Workshop Educates GPD on Interacting with Autistic Citizens

Posted by on Sep 12th, 2013 and filed under News. You can follow any responses to this entry through the RSS 2.0. You can leave a response or trackback to this entry

Photo by Michael YEGHIAYAN Bill Proffitt and his son Shane, 17, who is autistic, were on hand to share their experiences with Glendale police during a workshop held this past week.

Photo by Michael YEGHIAYAN
Bill Proffitt and his son Shane, 17, who is autistic, were on hand to share their experiences with Glendale police during a workshop held this past week.


As the United States experiences a sharp rise in the percentage of children diagnosed with autism, campaigns designed to promote a public education of the disorder have become increasingly popular and important in the law enforcement community. During the past week, members of the Glendale Police Dept. participated in a workshop aimed to help raise awareness of autism as part of the department’s schedule of training exercises.

The development of the program and the potential benefit to law enforcement was explained by Sgt. Traci Fox, a GPD training coordinator.

“Many of our officers have experienced more and more encounters with autism in the community,” said Sgt. Fox. “So we brought in [a] speaker to help explain more about autism, and the officers have responded really well. I think it will do great things for the city.”

In addition to a presentation that explored autism symptoms and facts, the officers also heard from a number of children and families who live with the social disorder. They shared their own experiences with the group of police officers who will use the information to improve their ability to respond to a potential call where autism may be a factor.

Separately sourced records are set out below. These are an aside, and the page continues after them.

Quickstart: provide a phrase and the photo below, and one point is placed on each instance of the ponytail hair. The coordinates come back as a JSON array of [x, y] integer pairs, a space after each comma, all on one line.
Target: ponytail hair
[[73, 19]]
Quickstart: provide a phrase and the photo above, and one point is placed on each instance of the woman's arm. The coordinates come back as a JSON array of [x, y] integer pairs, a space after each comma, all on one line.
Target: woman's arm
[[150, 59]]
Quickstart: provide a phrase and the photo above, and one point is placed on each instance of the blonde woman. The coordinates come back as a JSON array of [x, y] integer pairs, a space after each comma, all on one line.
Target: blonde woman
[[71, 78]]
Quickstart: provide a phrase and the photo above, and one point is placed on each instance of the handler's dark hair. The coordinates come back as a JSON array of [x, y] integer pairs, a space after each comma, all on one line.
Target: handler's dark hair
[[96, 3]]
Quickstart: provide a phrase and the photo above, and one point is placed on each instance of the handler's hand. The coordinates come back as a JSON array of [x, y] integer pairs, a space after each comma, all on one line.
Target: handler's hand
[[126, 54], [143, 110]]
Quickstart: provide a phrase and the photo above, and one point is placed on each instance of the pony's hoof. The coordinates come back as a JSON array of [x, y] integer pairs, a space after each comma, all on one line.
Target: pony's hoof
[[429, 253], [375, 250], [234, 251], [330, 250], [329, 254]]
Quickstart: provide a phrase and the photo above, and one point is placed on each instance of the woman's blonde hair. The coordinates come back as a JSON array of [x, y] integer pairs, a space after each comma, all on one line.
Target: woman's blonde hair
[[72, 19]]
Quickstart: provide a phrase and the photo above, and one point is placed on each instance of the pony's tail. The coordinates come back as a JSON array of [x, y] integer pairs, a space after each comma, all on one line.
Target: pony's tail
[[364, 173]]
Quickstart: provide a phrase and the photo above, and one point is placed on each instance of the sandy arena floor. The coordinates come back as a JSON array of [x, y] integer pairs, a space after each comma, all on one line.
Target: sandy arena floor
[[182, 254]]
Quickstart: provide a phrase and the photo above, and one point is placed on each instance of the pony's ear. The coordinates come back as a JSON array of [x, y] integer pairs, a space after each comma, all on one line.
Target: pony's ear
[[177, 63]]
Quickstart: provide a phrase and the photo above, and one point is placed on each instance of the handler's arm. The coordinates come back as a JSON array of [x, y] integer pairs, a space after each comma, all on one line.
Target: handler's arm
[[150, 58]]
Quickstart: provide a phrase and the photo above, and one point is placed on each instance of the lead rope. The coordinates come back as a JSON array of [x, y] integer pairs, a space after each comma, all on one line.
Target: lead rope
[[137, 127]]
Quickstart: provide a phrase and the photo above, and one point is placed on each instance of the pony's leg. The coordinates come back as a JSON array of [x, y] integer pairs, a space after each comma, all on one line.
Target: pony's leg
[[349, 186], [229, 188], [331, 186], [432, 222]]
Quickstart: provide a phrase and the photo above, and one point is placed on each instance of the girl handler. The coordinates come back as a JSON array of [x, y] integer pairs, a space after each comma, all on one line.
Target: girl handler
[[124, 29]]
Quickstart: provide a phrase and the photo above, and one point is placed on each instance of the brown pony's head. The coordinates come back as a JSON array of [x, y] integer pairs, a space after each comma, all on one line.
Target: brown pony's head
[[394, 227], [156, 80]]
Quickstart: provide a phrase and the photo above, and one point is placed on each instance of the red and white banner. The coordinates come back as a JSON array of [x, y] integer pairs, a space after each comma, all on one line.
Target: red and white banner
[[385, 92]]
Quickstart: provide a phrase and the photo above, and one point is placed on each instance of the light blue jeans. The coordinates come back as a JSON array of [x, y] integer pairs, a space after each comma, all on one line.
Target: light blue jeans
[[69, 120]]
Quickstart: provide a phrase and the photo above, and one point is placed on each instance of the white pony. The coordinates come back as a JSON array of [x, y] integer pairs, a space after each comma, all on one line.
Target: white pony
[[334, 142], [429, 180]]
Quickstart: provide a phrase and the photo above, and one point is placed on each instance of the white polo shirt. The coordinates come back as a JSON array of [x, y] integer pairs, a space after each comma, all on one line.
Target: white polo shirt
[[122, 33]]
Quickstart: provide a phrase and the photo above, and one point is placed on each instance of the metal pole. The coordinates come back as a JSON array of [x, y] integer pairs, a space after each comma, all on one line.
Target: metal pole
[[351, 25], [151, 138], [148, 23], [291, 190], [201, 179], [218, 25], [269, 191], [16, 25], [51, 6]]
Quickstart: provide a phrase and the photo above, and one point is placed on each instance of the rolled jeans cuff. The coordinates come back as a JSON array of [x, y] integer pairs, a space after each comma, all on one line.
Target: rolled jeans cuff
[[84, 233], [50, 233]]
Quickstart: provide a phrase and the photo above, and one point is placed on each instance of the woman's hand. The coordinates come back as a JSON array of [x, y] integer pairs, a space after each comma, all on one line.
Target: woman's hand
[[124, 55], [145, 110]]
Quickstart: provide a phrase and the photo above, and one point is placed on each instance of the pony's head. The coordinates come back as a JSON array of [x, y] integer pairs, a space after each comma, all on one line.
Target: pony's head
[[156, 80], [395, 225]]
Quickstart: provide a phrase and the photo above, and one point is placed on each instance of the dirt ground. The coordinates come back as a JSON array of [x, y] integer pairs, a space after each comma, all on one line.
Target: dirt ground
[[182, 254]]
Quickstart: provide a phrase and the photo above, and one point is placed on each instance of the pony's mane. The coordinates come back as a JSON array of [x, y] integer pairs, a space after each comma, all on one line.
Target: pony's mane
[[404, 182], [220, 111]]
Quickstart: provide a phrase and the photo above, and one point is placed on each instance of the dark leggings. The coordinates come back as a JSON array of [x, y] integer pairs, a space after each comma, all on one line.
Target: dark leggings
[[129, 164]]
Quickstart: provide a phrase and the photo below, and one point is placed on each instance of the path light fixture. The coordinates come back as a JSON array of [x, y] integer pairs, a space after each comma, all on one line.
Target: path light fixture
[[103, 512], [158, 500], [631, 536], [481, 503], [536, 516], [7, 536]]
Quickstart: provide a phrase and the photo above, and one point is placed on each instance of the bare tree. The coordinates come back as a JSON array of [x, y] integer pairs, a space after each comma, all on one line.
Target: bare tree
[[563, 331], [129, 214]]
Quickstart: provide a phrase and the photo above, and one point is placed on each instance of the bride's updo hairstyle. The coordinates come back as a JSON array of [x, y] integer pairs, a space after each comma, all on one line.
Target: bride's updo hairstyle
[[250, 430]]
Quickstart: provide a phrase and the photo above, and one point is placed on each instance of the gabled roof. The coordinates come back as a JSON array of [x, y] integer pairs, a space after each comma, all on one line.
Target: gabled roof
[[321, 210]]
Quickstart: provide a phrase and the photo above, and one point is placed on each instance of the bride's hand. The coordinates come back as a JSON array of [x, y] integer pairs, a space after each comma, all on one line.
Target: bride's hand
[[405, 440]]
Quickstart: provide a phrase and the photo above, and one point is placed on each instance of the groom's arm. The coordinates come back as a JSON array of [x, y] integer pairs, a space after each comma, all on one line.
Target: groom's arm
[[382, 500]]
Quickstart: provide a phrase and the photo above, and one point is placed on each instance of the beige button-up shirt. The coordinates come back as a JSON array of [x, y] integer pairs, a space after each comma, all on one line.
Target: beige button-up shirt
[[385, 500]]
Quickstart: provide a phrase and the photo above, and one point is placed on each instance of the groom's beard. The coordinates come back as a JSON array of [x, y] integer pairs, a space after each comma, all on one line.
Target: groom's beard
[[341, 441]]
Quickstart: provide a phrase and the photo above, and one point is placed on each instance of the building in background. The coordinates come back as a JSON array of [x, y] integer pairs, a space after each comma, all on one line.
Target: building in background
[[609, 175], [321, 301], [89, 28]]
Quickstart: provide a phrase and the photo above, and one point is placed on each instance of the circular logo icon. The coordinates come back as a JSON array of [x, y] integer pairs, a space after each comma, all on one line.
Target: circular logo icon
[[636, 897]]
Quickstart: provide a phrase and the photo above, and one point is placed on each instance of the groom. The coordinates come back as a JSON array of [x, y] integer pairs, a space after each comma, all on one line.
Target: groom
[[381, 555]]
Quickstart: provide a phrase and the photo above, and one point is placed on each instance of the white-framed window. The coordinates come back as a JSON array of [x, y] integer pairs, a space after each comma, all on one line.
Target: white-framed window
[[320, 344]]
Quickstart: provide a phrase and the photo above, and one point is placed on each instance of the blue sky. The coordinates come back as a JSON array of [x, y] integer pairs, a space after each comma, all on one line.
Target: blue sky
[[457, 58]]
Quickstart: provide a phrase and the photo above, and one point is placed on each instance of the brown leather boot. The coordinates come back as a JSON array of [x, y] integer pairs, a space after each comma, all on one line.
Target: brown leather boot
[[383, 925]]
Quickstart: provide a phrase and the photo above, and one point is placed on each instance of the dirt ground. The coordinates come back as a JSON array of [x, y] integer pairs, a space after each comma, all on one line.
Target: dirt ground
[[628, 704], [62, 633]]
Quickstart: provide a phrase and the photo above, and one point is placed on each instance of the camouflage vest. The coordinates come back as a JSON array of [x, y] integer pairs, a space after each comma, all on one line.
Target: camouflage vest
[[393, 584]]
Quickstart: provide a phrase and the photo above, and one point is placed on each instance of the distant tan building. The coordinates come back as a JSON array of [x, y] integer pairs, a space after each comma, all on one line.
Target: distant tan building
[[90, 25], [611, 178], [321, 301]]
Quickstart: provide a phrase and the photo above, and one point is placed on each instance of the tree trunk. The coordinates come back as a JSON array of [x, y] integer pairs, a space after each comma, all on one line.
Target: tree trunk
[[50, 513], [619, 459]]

The focus of the training exercise was to improve an officer’s ability to diffuse a situation and prevent it from  escalating. They were instructed in ways to better identify both children with autism and their guardians, who often wear some sort of badge signaling that they are trained to work with autistic children.

Improving communication was also a major topic of the day’s session. Officers were trained to physically model commands to help improve comprehension while speaking in short, simple sentences. The goal was to model police procedure that coincides with methods that children have been taught all their lives, bringing comfort in simplicity and the restoration of a daily routine that has most likely been broken in a situation with police involvement.

Kate Movius, who developed the program with a grant from the organization Autism Speaks, explained the potential difficulties that could arise in an incident involving an autistic child and law enforcement.

“It is difficult for these kids to understand the concept of authority. I find it important for children with autism to be brought to a local precinct and introduced to police officers and be familiarized with them,” she said. “Autistic behavior is often understood as noncompliance, and this is the thing that most often causes problems.”

A common coping mechanism for children with autism is the display of aggressive behavior that could potentially cause problems when interacting with a police officer who lacks an understanding of the symptoms of the disorder.

The discussion also placed a great deal of importance on the role of empathy and understanding when interacting with autistic children, not just from the perspective of police officers but with the larger public as well. Because a child with the disorder may have a limited conceptual understanding of day-to-day activities, meltdowns may happen in public places, causing an incident that would seem highly unusual to a person unfamiliar with the disorder.

Additionally, the officers heard from Barron Barca and his mother, Toni, about high functioning autism and the range of symptoms associated with the disorder.

Asperger syndrome and other autism-related social disorders may be difficult to identify because their symptoms and diagnosis are often concealed by parents who want to avoid labeling. However, social conflicts could arise when involving law enforcement. Barron described some of the difficulties he could face on a daily basis, including bullying in school and social misunderstandings when in a public space.

Clear communication by both parties was identified as the most important element of “de-escalating a potential situation.” This is especially true during a meltdown involving an autistic child; proper communication can serve as the most effective means of diffusing an incident.

Elizabeth Dyer, the mother of a 6-year-old girl diagnosed with autism, described the symptoms of fear and anxiety as especially prevalent in her daughter and potentially problematic in a situation involving law enforcement. Certain apprehensions, like a fear of men, are especially prohibitive in an interaction with an untrained member of law enforcement.

These issues underscore the difficulties in communication, both verbal and nonverbal, that often arise in children diagnosed with a form of autism. They oftentimes require more time to respond, and officers are encouraged to exhibit patience in order to successfully communicate with a person identified as autistic.

The officers also ran scenarios that helped develop strategies to de-escalate a situation and successfully identify an autistic child in the field. The scenarios highlighted the goal of the program – to promote the safest possible outcome of an incident with an autistic child through patience and careful assessment.